The Walmart Great Value-brand treat barely leaked any of its dairy center in the 12-hour timeframe.
"I thought that's quite weird," she said. "So I looked at the box, and it doesn't say artificial ice cream. It says ice cream."
Watson tried again, setting out another sandwich over night and got the same result: the ice cream had barely melted from in between its chocolate cookie constraints.
And that's when she wondered: "What am I feeding to my children?"
WCPO did its own experiments with different brands of ice cream as well. Here's what they found:
The Haagen-Dazs melted quickly into a puddle.
The Klondike sandwich melted to a fair extent.
The Walmart sandwich, though it melted a bit, remained the most solid in appearance, and still looked like a sandwich.
Now, TheBlaze would like to point out that the news station used different forms of ice cream. The Klondike bar is encased in a chocolate shell, not soft chocolate cookies like a sandwich, and the Haagen-Dazs was a pint of ice cream in a container. All of these are factors that could impact melt independent of ingredients. But, moving on.

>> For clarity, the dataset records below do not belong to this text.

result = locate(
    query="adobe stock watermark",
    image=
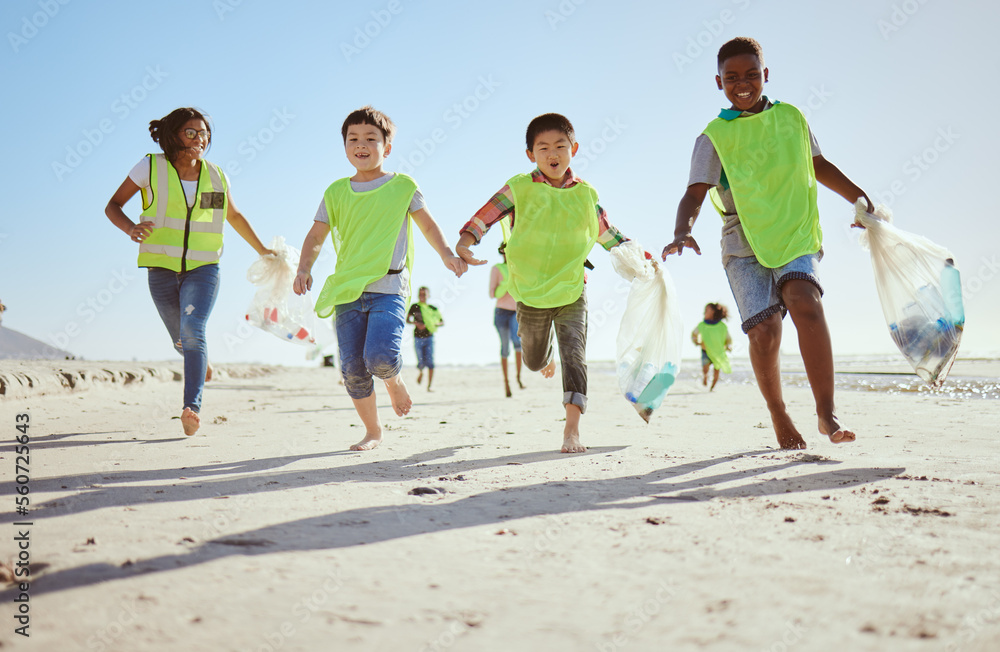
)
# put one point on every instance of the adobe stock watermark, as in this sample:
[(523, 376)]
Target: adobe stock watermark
[(31, 25), (705, 39), (639, 616), (365, 34), (899, 16), (455, 116), (251, 147), (122, 106), (917, 166), (88, 309), (562, 12)]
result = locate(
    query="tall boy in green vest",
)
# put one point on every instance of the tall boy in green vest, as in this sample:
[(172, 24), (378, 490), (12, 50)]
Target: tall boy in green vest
[(761, 163), (368, 217), (554, 222)]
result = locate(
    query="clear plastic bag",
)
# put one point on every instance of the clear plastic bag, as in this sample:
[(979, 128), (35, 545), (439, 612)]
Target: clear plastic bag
[(650, 336), (920, 290), (275, 307)]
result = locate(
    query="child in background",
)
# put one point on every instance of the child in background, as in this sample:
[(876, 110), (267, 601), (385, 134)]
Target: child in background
[(426, 319), (368, 216), (713, 338)]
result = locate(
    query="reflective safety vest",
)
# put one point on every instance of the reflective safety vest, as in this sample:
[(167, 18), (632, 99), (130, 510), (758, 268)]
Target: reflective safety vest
[(554, 231), (767, 161), (183, 237)]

Wondering just "What's in ice cream sandwiches these days?" the news station identified the ingredients in each of these brands:
Walmart's ingredient list includes corn syrup, guar gum, and cellulose gum.

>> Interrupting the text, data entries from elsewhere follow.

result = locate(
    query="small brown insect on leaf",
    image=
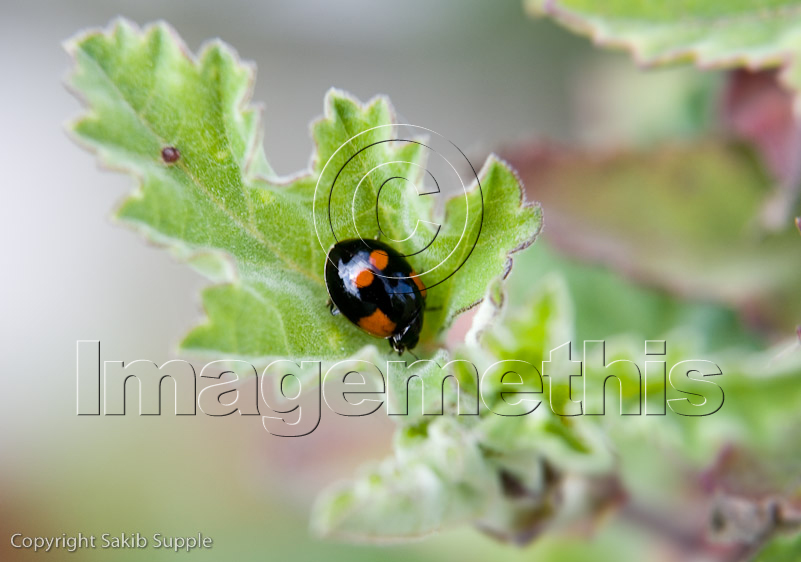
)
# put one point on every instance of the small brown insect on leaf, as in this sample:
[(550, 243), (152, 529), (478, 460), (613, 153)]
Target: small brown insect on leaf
[(170, 154)]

Unilever's Klondike Bars's ingredient list is very similar to Walmart's, with similar gums added.
Haagen-Dazs contains just cream, milk, sugar, and eggs, and vanilla, but no corn syrup or gums of any type.
Watch WCPO's report:
In a statement, Walmart told WCPO that its ice cream "melts based on the ingredients including cream."
"Ice cream with more cream will generally melt at a slower rate, which is the case with our Great Value ice cream sandwiches," the statement continued.
The University of California, Santa Barbara's ScienceLine has tackled the issue of how fast ice cream melts as well, noting that various factors — shape, amount and ingredients — all contribute to melting rates.
"Every material or ingredient has a different melting temperature or amount of heat energy required for a change in phase," UCSB's ScienceLine said on its website. "Water freezes and melts at 32 degrees Fahrenheit (0 degrees Celsius), while milk melts at about 31 degrees Fahrenheit (-0.5 degrees Celsius). Other ingredients like sugar, cream, salt, Red #3, and so forth will change the overall melting temperature of the ice cream. The melting temperature is different between ingredients because different kinds of atoms and molecules require different amounts of energy to change the way they associate with one another and change from a solid to a liquid."